Perturbation of O-GlcNAcylation, a nutrient sensing pathway, has been demonstrated in human Alzheimer's
disease (AD) brains, and inhibition of O-GlcNAcase (OGA) has been shown effective in inhibiting tau
phosphorylation in animal models. This proposal focusses on the protein O-GlcNAcylation and its impact on
neurological function and protein homeostasis. One of the key proteins we focus on is a-synuclein accumulation
which occurs prominently in Alzheimer's disease (AD), Dementia with Lewy Bodies (DLB) and Parkinson's
disease (PD), however, whether O-GlcNAcylation is involved in a-synuclein accumulation in vivo in mammalian
models has not been investigated. This is important because targeting a-synuclein is actively pursued as a
therapeutic strategy in treating neurodegenerative disease. In our preliminary studies, we have found that
inhibition of OGA increased autophagosomal and a-synuclein accumulation and attenuated autophagic flux in
primary neurons, cautioning a potential detrimental effect of inhibiting OGA, even though it was effective in
decreasing tau phosphorylation. In vivo, we have shown that key proteins involved in protein trafficking are
dynamically O-GlcNAcylated. In the proposed studies, we will test the hypothesis that sustained increase in
O-GlcNAc causes neurological dysfunction, thereby contributing to the pathogenesis of AD and DLB.

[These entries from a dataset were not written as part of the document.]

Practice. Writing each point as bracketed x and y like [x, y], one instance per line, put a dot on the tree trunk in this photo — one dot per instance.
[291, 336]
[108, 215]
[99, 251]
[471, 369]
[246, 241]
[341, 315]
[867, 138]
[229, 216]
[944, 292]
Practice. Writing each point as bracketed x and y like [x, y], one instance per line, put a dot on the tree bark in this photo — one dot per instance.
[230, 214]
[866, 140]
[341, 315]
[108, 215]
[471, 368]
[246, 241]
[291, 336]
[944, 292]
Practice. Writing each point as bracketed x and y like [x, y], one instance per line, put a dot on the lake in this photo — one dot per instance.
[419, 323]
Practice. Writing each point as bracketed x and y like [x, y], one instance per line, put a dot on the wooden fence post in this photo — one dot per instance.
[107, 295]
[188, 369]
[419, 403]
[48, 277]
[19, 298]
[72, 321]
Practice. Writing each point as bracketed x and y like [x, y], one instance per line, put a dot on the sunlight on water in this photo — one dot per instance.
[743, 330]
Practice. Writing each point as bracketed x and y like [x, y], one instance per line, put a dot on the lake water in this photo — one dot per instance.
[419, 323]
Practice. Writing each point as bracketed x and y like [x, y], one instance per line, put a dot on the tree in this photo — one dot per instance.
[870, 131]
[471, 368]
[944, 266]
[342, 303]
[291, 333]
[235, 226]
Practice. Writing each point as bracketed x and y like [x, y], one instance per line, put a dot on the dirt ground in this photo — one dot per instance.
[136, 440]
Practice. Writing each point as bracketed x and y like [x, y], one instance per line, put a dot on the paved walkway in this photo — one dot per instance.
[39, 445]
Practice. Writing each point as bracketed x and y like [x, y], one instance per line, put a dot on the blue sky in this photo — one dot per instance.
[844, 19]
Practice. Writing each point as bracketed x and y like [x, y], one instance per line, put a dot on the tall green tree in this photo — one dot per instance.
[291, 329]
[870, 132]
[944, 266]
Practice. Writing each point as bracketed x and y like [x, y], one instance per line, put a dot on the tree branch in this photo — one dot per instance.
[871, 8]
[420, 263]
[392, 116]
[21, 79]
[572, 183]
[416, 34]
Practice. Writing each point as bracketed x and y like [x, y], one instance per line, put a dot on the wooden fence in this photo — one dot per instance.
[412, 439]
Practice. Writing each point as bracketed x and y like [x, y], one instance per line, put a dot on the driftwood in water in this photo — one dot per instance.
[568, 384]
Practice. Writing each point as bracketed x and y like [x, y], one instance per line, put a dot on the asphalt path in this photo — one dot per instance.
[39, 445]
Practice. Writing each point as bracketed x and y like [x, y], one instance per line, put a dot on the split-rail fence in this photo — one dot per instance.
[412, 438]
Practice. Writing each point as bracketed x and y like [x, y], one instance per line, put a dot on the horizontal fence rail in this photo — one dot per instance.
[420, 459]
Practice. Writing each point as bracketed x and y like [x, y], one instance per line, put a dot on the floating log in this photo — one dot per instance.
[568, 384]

We have built a strong research team with expertise in O-GlcNAc biology, cutting-edge techniques of tag-mass
spectrometry and stoichiometry of O-GlcNAc modification, autophagy, and mouse models of tissue specific OGA
deficiencies. This study will: 1) Determine the impact of increased O-GlcNAc levels on neurological function in
vivo. 2) Determine the mechanisms through which O-GlcNAc modification impacts neurodegeneration. The
successful completion of these studies will establish a role for O-GlcNAcylation in regulating neurodegeneration,
and provide new mechanistic understanding of O-GlcNAc regulation of endolysosomal function, which will guide
strategies for neuroprotection. Completion of the proposed study will encourage future work introducing O-
GlcNAcylation site mimetic peptide as competitive inhibitors to test the potential benefits of preventing
detrimental O-GlcNAcylation while preserving beneficial O-GlcNAcylation. This proposal is directed at
addressing the urgent and pressing need to understand basic mechanisms of proteotoxicity in neurons and is
responsive to PAR-15-357 Understanding Alzheimer's Disease in the Context of the Aging Brain (R01).